Georgina Arenas, también integrante del Colectivo, recordó que en la ciudad han habido diversos intentos por legislar al respecto, pero ninguno había sido respaldado en alianza de diversos colectivos, ni bajo una perspectiva feminista.

“En Políticamente Incorrectas creemos que la iniciativa es perfectible. En estos 40 días para la dictaminación tendremos que seguir trabajando para que sea lo más eficiente, siempre anteponiendo la libertad de las mujeres a expresarse y disfrutar su sexualidad. Por ejemplo, difundir un pack sin consentimiento podrá ser castigado hasta con 12 años de cárcel”, dice.

“Este caso es un ejemplo de la labor del cabildeo que realiza el Colectivo. Lo hemos hecho ante las autoridades competentes para obtener su respaldo y su simpatía. Y como ciudadana y partidista hemos ido a la Cámara de Senadores, a la de Diputados. Entonces, cabildear es también hablar con otros grupos feministas o de apoyo a la mujer que se encuentren en los estados para que podamos hacer una labor en conjunto y trabajar de la mano a nivel nacional. Si bien en la Ciudad de México se concentran los poderes legislativos, se olvida escuchar lo que ocurre en otros estados.

“En ese contexto, hemos encontrado que la gente, por el sistema patriarcal de nuestra sociedad, se asusta un poco. Incluso las mismas mujeres dentro de la política se sienten intimidadas. Están a favor de que todas luchamos por el mismo fin, erradicar la violencia, decidir sobre nuestros cuerpos, pero aún necesitamos más conciencia y unión. Por ejemplo, (es algo personal pero representativo) mi mamá me dice: ” no soy feminista”, pero apoya la lucha contra la violencia de género.

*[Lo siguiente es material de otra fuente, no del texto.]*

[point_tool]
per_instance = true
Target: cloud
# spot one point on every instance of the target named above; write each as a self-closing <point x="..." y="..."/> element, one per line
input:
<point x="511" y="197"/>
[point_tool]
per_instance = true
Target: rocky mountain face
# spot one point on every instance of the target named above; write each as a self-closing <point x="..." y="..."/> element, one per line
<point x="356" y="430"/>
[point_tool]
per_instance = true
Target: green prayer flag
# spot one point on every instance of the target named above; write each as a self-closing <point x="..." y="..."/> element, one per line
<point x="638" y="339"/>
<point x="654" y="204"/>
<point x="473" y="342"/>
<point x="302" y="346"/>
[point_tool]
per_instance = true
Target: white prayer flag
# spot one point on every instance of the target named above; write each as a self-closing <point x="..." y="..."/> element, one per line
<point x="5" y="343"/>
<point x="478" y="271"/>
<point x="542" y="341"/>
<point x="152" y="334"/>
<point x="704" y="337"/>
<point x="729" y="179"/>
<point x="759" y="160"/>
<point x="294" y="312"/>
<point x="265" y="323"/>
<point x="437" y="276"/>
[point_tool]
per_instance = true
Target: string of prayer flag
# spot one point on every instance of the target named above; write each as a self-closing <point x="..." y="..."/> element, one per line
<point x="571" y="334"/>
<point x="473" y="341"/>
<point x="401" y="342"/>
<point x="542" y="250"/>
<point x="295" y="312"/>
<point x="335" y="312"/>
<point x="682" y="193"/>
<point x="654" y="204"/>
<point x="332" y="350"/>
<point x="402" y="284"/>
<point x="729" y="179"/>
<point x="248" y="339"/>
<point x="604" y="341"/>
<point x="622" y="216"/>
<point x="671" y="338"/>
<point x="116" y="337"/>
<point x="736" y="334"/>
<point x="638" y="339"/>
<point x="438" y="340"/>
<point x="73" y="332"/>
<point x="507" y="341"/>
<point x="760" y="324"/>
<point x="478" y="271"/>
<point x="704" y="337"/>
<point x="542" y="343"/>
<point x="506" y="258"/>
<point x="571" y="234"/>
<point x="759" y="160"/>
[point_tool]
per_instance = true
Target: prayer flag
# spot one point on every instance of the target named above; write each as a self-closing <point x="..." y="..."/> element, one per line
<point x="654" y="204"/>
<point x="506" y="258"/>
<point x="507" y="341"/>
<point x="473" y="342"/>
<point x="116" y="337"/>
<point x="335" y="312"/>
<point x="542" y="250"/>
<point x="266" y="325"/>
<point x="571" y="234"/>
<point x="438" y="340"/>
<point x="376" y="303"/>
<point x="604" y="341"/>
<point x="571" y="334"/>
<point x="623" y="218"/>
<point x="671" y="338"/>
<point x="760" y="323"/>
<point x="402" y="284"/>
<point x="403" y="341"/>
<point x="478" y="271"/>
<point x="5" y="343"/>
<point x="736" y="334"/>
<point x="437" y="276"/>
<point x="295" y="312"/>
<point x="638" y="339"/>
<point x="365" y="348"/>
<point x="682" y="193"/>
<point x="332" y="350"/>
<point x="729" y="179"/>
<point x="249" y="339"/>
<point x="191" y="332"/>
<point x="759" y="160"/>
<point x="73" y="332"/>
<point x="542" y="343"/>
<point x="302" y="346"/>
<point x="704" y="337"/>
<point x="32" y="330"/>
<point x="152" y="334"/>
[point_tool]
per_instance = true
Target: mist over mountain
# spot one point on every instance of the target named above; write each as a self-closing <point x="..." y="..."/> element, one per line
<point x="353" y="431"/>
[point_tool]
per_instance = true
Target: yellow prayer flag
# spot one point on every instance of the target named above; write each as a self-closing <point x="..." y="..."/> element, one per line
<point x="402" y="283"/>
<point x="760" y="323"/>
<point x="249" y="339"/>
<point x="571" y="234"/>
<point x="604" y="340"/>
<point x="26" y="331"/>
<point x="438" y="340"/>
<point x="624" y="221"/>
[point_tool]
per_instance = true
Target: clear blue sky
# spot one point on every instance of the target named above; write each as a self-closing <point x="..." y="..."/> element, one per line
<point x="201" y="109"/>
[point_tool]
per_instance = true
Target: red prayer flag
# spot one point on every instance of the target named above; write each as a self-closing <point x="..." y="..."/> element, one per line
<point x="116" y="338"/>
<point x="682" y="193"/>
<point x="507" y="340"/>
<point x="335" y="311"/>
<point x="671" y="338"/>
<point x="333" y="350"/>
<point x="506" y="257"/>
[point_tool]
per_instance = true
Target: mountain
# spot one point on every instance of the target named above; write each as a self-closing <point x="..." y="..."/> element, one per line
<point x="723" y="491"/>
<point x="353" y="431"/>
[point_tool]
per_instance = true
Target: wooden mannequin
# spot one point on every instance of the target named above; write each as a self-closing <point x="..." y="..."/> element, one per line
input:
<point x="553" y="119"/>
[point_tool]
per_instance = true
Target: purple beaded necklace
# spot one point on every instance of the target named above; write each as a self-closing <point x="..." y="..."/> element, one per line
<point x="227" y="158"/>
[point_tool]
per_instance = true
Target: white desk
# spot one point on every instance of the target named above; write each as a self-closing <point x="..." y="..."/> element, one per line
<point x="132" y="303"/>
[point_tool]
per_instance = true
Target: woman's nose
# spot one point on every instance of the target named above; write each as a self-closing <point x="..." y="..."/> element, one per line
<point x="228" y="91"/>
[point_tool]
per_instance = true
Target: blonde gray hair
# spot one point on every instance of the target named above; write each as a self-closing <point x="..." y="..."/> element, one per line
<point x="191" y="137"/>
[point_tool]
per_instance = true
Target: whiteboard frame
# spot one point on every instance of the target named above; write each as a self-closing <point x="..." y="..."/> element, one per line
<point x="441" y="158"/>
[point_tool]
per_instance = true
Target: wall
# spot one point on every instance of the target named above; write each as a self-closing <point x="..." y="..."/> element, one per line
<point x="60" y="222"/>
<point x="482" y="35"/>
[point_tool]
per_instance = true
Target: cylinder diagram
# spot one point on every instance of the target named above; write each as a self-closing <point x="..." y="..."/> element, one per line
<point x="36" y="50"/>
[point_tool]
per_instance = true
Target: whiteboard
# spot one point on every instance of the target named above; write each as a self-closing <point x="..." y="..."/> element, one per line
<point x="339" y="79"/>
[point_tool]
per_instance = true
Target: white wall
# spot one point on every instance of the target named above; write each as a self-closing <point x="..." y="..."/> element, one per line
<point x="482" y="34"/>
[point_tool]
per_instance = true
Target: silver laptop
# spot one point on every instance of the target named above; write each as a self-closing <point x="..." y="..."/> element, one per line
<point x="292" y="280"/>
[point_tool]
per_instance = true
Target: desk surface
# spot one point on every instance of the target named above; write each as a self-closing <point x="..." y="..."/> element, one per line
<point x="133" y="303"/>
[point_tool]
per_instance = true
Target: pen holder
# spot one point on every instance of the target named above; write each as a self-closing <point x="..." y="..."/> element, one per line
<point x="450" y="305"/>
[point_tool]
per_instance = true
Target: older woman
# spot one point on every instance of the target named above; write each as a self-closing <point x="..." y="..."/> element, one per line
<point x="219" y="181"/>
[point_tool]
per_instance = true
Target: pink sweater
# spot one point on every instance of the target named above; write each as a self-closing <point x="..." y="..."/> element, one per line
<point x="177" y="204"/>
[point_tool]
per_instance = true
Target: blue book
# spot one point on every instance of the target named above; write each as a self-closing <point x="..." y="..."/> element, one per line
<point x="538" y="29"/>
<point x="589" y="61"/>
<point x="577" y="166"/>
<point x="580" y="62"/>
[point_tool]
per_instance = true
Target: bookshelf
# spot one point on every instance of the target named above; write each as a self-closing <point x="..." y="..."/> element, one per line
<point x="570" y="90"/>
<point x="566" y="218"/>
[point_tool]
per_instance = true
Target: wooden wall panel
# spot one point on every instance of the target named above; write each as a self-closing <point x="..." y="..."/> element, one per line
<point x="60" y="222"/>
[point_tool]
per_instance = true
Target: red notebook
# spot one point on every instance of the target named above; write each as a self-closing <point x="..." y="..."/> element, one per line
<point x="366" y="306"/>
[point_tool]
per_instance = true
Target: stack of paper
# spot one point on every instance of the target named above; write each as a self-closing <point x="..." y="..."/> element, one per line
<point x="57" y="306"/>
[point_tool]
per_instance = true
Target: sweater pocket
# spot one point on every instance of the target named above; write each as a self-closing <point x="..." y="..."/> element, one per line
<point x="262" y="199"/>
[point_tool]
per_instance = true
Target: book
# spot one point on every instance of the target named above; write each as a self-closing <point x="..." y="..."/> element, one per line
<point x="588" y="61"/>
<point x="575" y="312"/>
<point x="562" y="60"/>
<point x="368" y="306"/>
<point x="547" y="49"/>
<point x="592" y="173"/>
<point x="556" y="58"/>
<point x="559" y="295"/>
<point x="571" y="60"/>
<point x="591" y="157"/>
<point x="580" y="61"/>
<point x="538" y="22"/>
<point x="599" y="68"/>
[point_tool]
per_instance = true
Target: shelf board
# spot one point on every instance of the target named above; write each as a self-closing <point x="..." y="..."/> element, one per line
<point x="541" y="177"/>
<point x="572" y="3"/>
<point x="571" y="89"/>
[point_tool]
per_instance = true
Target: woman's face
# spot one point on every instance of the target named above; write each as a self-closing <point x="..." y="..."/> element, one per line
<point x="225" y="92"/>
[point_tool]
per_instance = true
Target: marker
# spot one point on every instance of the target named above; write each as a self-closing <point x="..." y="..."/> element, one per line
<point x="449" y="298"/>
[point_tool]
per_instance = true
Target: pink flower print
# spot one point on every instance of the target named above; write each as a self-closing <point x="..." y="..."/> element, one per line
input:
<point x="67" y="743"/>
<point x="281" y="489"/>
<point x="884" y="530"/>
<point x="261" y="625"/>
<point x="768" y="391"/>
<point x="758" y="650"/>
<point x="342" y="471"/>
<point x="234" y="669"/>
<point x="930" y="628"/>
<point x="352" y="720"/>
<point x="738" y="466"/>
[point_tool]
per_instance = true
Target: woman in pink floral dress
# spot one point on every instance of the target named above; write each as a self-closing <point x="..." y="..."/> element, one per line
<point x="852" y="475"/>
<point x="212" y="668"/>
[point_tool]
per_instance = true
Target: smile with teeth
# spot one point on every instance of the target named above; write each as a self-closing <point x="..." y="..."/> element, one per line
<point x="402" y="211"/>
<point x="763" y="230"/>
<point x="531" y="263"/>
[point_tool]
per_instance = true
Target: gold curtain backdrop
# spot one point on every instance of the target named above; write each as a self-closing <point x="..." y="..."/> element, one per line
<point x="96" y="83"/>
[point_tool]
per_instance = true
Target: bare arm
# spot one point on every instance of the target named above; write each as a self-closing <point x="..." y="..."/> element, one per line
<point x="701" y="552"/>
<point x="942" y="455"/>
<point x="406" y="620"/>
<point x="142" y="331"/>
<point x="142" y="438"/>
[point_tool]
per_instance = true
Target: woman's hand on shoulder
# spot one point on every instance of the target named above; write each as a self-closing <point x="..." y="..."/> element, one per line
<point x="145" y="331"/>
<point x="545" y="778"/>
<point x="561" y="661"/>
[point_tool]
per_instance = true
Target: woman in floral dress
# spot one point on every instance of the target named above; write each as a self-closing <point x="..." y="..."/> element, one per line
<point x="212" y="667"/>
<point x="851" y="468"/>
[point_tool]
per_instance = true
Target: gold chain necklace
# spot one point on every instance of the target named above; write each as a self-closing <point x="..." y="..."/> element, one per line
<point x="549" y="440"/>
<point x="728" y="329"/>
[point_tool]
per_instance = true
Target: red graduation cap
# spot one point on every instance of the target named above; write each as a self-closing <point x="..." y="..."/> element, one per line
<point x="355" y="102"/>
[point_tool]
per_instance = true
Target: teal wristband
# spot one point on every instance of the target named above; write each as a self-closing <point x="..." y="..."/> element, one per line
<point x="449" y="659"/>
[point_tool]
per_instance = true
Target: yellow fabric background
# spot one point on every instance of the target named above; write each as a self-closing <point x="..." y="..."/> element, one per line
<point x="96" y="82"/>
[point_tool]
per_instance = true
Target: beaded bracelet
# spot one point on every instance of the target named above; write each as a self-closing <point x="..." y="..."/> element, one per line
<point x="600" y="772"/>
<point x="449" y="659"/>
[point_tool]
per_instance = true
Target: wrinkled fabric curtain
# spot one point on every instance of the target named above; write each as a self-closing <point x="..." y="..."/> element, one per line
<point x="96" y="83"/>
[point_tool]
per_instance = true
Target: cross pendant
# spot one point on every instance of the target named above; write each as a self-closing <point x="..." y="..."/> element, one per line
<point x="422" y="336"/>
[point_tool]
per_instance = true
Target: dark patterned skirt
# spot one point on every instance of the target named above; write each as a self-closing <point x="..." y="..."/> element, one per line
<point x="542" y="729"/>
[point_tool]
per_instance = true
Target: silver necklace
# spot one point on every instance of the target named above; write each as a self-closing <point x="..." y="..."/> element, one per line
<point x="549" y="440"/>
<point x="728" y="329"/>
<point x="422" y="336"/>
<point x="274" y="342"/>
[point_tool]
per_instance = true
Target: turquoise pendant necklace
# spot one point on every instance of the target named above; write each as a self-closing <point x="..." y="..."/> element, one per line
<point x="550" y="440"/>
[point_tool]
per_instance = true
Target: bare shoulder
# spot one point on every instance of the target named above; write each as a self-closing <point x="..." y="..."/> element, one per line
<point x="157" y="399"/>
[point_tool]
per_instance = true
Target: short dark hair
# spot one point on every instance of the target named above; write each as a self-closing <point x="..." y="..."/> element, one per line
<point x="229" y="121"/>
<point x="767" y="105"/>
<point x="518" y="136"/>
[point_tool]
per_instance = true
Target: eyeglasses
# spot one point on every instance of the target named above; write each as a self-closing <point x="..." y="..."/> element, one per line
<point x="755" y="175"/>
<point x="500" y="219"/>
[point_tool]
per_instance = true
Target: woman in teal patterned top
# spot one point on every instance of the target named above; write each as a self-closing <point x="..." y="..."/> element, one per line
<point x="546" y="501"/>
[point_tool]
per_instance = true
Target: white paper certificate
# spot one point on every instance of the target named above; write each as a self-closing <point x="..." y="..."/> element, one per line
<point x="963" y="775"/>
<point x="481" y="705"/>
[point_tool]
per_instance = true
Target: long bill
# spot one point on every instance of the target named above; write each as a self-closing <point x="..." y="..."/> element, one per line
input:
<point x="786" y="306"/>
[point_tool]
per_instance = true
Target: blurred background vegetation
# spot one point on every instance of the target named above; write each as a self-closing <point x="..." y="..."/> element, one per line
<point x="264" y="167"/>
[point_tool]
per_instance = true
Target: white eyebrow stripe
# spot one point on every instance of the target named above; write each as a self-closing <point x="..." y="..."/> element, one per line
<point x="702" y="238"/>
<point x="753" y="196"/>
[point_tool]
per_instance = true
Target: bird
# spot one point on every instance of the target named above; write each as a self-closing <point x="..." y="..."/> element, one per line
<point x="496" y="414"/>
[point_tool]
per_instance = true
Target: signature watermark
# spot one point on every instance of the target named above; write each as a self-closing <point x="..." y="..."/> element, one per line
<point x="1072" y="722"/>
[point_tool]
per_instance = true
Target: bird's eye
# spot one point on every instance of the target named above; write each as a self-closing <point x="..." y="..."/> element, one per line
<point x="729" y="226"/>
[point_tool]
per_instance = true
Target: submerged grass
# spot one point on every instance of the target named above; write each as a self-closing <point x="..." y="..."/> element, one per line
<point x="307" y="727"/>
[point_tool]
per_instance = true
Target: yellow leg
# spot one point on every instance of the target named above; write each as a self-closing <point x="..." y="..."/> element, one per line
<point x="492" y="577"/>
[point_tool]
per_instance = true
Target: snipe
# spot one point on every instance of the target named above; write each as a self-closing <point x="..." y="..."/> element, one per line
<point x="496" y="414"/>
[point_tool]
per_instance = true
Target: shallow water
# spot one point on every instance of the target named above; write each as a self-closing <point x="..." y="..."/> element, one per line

Entonces, podemos afirmar que no hace falta decir “soy feminista”, se trata de una labor simple: enseñar a los niños a respetar a las mujeres y a nosotras como mujeres, hacernos valer. Y a las demás personas que son parte de la sociedad, lo mismo. Suena sencillo, pero es fundamental porque el 80 por ciento de las violaciones sexuales son cometidas por los propios familiares. Muchas mujeres en el Colectivo somos del sur del país, entendemos muy bien que hace falta quitarnos el tabú de la sexualidad para poder abrirnos a otros temas, creo que esa es la clave.

“De hecho, una vez me habla una prima y me dice: oye Gina, ¿puedo preguntarte algo? Quisiera que me ayudaras a despejar mi mente y me dieras una definición de tu ideología, porque mi mamá y mi papá me dicen que si yo me quiero sumar a “esas mujeres”… Como si fuéramos algo ajeno a las personas y me puso mucho a pensar porque me lo dijo mi prima.

Pensar en cómo hago que mi prima, que tiene 20 años, lo vea de otra manera, pues está a favor de un movimiento por sus derechos, pero que su familia de repente le diga que quiere ser parte de esas feminazis, es un
problema difícil de abordar. Solo pude decir que les comentara que ella también es feminista, porque lucha por sus derechos, por ser escuchada y la tomen en cuenta. Las cosas deben cambiar a ese nivel, desde el interior de las familias”.